Just this week Utah Education Association (UEA) President Heidi Matthews, during a KSL Sunday Edition interview, said that only a handful (the very smallest) of Utah’s 41 school districts should reopen this month and the rest should instead only provide online instruction. She said the state should be “. . .making sure teachers have all the resources they need to be successful in online education.”

Ironically, the UEA, Utah’s only major teachers union, for more than two decades has been the biggest opponent of funding for the very tools that enable teachers to provide effective remote teaching and learning. They have pejoratively called legislation for educational software and devices “vendor bills,” which is interesting because in the 1980s the union fully supported legislative funding of textbooks, provided, of course, by vendors.

Fortunately, in spite of the union’s opposition, the Utah Legislature with support from the State Board of Education has been plowing hundreds of millions of dollars into computer assisted instructional software and devices.

While serving in the State Senate, I and other legislators sponsored legislation and funding to give teachers the modern tools they need to personalize learning for every child. But seemed at every turn, the UEA tried to defeat the legislation, saying they wanted the money to go to higher increases in the Weighted Pupil Unit (WPU) — which have historically tied very closely to annual salary increases.

Interestingly, the State PTA usually rubber-stamped the UEA opposition of spending for 21st Century classroom tools and instead, defended the 19th Century ‘sage on the stage,’ one-size-fits-all, ‘sit and get’ model of education which had produced declining student performance in Utah and nationally. The National Assessment of Educational Progress repeatedly reported that two-thirds of U.S. fifteen year olds are not proficient in Math or Reading.

Here are just a few examples of the union’s past opposition to the very tools they are now demanding:

The UEA opposed funding for the Early Intervention Reading program to provide reading software for 55,000 of Utah’s 180,000 K-3 students, targeting first those students reading below grade level.  At the same time, they opposed funding of DIBELS digital testing tools to allow teachers to quickly assess the specific deficiencies of individual struggling readers to enable precision targeting of effective interventions. 

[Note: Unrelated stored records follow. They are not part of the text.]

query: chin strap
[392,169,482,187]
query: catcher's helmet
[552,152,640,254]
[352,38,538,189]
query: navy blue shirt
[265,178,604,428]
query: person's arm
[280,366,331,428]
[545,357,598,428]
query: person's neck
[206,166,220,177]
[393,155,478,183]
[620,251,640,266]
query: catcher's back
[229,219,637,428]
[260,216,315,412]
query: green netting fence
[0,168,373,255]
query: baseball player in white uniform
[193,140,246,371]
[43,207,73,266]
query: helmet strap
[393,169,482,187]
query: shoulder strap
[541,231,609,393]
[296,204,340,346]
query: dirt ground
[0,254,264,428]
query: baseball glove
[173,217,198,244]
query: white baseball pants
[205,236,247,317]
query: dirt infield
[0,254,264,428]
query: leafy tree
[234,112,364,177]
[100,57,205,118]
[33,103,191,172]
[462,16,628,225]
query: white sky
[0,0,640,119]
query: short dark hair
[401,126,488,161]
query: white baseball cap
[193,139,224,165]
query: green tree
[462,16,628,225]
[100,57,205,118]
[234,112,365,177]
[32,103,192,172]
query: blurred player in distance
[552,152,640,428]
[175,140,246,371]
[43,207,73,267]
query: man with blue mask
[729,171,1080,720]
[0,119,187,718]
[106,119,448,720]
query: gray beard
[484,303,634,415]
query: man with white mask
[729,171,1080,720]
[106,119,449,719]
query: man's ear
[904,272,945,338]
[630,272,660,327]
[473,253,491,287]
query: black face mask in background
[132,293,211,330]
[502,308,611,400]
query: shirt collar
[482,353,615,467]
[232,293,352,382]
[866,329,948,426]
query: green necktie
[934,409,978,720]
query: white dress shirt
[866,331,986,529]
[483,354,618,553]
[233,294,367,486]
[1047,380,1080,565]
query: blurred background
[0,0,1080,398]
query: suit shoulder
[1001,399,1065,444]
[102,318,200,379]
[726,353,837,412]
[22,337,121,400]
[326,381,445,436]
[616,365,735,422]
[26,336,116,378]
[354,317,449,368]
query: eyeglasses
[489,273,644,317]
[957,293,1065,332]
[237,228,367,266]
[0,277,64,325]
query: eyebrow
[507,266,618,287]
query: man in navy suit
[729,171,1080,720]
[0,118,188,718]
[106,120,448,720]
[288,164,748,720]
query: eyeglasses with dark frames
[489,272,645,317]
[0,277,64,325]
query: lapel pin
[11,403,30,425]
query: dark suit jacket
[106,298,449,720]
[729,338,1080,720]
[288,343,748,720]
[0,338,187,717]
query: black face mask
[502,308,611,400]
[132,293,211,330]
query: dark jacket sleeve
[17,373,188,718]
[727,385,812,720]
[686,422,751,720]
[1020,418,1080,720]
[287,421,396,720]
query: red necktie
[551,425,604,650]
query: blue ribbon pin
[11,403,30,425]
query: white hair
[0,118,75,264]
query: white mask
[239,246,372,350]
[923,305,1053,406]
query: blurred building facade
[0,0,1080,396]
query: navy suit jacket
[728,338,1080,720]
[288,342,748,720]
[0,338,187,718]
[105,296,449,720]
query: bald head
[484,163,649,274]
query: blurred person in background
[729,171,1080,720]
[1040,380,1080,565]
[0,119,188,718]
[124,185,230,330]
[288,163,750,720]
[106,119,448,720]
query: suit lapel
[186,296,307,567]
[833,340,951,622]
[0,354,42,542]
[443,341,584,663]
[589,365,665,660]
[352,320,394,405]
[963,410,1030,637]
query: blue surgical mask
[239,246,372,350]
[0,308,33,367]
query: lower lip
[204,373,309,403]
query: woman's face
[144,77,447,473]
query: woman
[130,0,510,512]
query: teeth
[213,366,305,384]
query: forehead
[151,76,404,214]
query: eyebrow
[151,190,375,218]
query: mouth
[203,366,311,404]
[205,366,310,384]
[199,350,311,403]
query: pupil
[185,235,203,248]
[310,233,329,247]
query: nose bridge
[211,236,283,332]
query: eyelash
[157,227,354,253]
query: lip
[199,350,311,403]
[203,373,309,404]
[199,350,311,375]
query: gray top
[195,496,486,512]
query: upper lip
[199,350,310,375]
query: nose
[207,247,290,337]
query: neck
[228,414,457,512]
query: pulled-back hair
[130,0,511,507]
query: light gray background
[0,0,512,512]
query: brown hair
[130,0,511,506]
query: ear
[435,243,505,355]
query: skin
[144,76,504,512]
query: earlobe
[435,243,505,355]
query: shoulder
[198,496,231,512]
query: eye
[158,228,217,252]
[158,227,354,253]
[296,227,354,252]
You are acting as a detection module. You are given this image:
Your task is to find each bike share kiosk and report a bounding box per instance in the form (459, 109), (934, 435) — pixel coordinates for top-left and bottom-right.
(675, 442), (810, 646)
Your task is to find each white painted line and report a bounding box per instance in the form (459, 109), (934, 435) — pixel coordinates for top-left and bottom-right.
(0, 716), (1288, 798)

Yes, the union actually opposed funding for the very tools which enable teachers to assist significantly more students to be reading at grade level by third grade. After experiencing the positive results of implementing these tools with fidelity, teachers and principals in what had been low performing schools were eager to share their results.  They demonstrated how teachers dramatically improved reading scores for the hardest to teach students by personalizing instruction through reading software which typically gave students 20 minutes daily of adaptive, interactive, immediate feedback through virtual personal tutors which were infinitely patient, infinitely positive.  Students who had been nervous and felt anxious in a reading group now look forward to private online reading tutors.

Based on the data and the State Board of Education’s progress in identifying the best software providers and eliminating those they found to be least effective, the legislature made plans to expand funding so that more teachers and students would have access to the tools. But the UEA and a few school district officials went on the warpath to prevent the expansion. For example, every legislator in the Granite School District was contacted and urged to vote against funding for the expansion.  During one tour for education and legislative leaders, one school principal in Granite School District spoke about the opposition and said that to know the effectiveness of the software in improving student performance and not to provide it would be educational malpractice. 

The teachers union also opposed funding of the STEM Action Center and its math software to enable 200,000 Utah students to get personalized math instruction providing immediate, interactive, adaptive feedback while the students worked the math problems. The results of this software enabling teachers to improve math proficiencies of students have been outstanding. Instead of sending students home to cry over their math homework with parents who couldn’t remember how to help them and turning in homework only to get red marks a day later showing their mistakes, students learn to love math because they get immediate assistance through virtual and sometimes live online tutors. 

The UEA and its handful of allies in the Utah Legislature were not supportive when the legislature, beginning in 2015 and 2016, funded the nation’s first Statewide Digital Teaching and Learning Masterplan, which was developed collaboratively by a task force at the Utah State Board of Education.  Opponents of the funding for software, devices, wi-fi and training argued that money should not go for these purposes until Utah schools are fully funded (whatever that means). 

State Superintendent Sydnee Dickson has stated that the earlier implementation of the Masterplan and the legislative funding of it and digital learning software enabled Utah to be a leader during the 2020 COVID-19 school closures, allowing teachers to more effectively provide remote learning for Utah students.

So, it’s no wonder the UEA represents less than half of Utah’s teaching professionals. But we should all be glad the union is finally calling for resources to assist teachers to be effective in online teaching and learning.  It’s just too bad it took a worldwide pandemic and concern for their own health to get them to change.